Sanctes Moniales in Wisconsin


[H/t to Fr. Steve Petrica for bringing my attention to this article from _The Cap Times_ of Madison, Wisconsin.  The first part of the article is attached below.  The link is hereThese are the only Cistercian nuns of the Common Observance (O. Cist., rather than O.C.S.O.s, who are Cistercians of the Strict Observance, also called “Trappistines”) in the U.S., as far as I’m aware. I had the privilege of getting to know them in the early 1990s. All indications were that they were genuine, and their continued successes indicate the good sowing from those years continues to bear fruit.]

 PRAIRIE DU SAC — Sister Christina Marie, 33, was an entomologist. Sister Mary Benedicta, 36, studied to be an aeronautical engineer. And Sister Mary Bede, 30, intended to become a professional violinist.

They left those lives to become nuns, cloistered together at Valley of Our Lady Monastery in a small village in Sauk County. It’s home to a Cistercian order, the only Catholic convent of its kind in the country.

In four weeks, Erin Wells, 24, heads there, too.

She’ll come from her parents’ house in Columbus, Ohio, after earning a degree in mechanical engineering from Ohio State University. She’ll sell her car, get rid of most of her possessions and bring only a few things, including a Bible and her rosary.

“I went to college thinking I was going to be an engineer, work for Honda and travel to Japan all the time,” she said, “and be rich and write a book and be on the New York Times best-seller list.”

Now Wells is set to be part of an ancient tradition of communal religious life known as contemplative monasticism.
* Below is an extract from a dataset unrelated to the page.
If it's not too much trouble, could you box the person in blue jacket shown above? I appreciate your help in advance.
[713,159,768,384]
She will live simply, becoming singularly focused on prayer, talking and listening to God without distraction.

“I’ve thought about serving in various ways, but ultimately what would fulfill me the most would be to hold the world in my heart and pray for them,” she said.

Wells will be one of growing number at Valley of Our Lady, an outlier in a 40-year downward trend in women entering convents. With 21 nuns once Wells joins this month, the convent will be at full capacity, millennials comprising more than one-third of the group.

Although the monastery in Prairie Du Sac is growing, nationwide, the number of nuns and priests has decreased dramatically. In 1965, there were 179,954 religious sisters in the U.S. Last year, there were 47,170, according to the Center for Applied Research in the Apostolate (CARA), a nonprofit research group affiliated with Georgetown University.

If current trends continue, there would be fewer than 1,000 religious sisters in the United States in 2043 as they die out, according to CARA.

Wells will enter the monastery’s ranks as a postulant, a “trying it out” position that lasts one year. She’ll continue to go through phases called “formation,” eventually wearing a white robe and veil and taking a religious name. Five years from now, she will decide whether to make a permanent vow.

Until then, like others at the monastery, she will live a radically austere life behind closed doors, working out the mystery of what she views as a distinct calling from God.

This begins by waking up at 3:30 a.m. every morning to pray, one of seven formal times throughout the day. The sisters also attend mass before an 8:30 p.m. bedtime.